Mrs Harkess claims she had a 14- year affair with Mr Clark, which she admits survived her daughters' confessions that they, too, had slept with the 'trusted family friend'. 'I was very culpable in that,' she said. 'And I make no excuses for myself, except that I was in a vortex, a whirlpool. I simply could not swim strong enough for the shore.'

When it was put to Mrs Harkess that it must be 'some man' who could exercise such control over a mother and her two daughters, she replied: 'Yes'. She and Josephine claim they were sickened by references to them in the diary. They were petrified that their husbands - Josephine recently became the third wife of wealthy architect Anton van der Spuys, 22 years her senior - and friends in the small expatriate Cape Town community would 'put two and two together' when they read the diaries.

The diary entries to 'the coven' are fleeting. On 13 June 1983, Mr Clark recalls: 'In London I collected the coven and off we went to Brook's for dinner. At intervals Joei said 'Gosh, Al, are you really a minister, zowee.' Valerie was less forthcoming. Ali sulked and sneered. Driving away we went past the Ritz and Joei said, 'Gosh is that the Ritz? I wish we could go in there.' 'Why?' 'To go to bed of course.' I was thoughtful; I have always been culpably weak in such matters.'

Another entry refers to an alleged suicide attempt by Josephine in 1984. Mr Clifford said she was livid about the entry and insisted

it had not been a serious attempt.

Last night both sides were crying traitor. Mr Clark said he had been bitterly 'traduced' by people who he held in affection and trust.

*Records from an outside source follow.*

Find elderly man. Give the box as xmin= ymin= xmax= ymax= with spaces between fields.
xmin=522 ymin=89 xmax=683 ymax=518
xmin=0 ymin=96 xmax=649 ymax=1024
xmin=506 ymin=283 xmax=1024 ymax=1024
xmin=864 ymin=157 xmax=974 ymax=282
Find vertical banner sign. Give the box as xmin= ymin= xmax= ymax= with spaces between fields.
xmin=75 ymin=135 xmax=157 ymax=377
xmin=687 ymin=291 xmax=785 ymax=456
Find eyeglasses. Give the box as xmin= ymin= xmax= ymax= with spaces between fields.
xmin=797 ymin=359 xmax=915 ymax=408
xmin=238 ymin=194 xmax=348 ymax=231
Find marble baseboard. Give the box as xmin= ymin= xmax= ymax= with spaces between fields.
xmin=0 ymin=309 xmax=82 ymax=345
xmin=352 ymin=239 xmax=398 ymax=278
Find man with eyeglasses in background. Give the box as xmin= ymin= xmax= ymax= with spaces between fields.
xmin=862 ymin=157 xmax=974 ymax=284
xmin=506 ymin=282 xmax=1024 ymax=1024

Mr Harkess, who comes from a privileged, colonial background, had his own definition of betrayal; an affair with a good friend's wife and the seduction of his two step- daughters. He said: 'Alan Clark was and is unfit to hold office and there are too many others like him in the present government.'

Josephine insisted that the family was 'going through enormous personal trauma' over the story. 'It's taken great courage on behalf of my parents to support my calling Alan Clark out. I have known Alan since I was nine. This secret would have gone with us to the grave had he not mentioned me in a very defamatory and derogatory way in his book.'

She said Mr Clark had refused to see her or talk about matters. 'I cannot allow this to stand. I have a life in South Africa. I have been married for six months to a man 22 years older than me and his whole community are contemporaries of Alan Clark. They are all going to read this book. If I don't say anything, my silence will agree with what is written.'

Last night, Mr Clifford, the man behind the Freddie Star Ate My Hampster 'story', the sale of pictures of the Princess of Wales exercising at a gym and the exposure of Antonia de Sancha's affair with David Mellor, was busy keeping the circus on the road. Already he was considering the overseas commercial possibilities. 'There is always a market for a British scandal. It must have something to do with the pompous, holier-than-thou, view of British society. Then the people in power and influence make such fools of themselves.'

If nothing else, the episode will add to the anticipation surrounding volume two of Mr Clark's best-selling diaries, due out next May.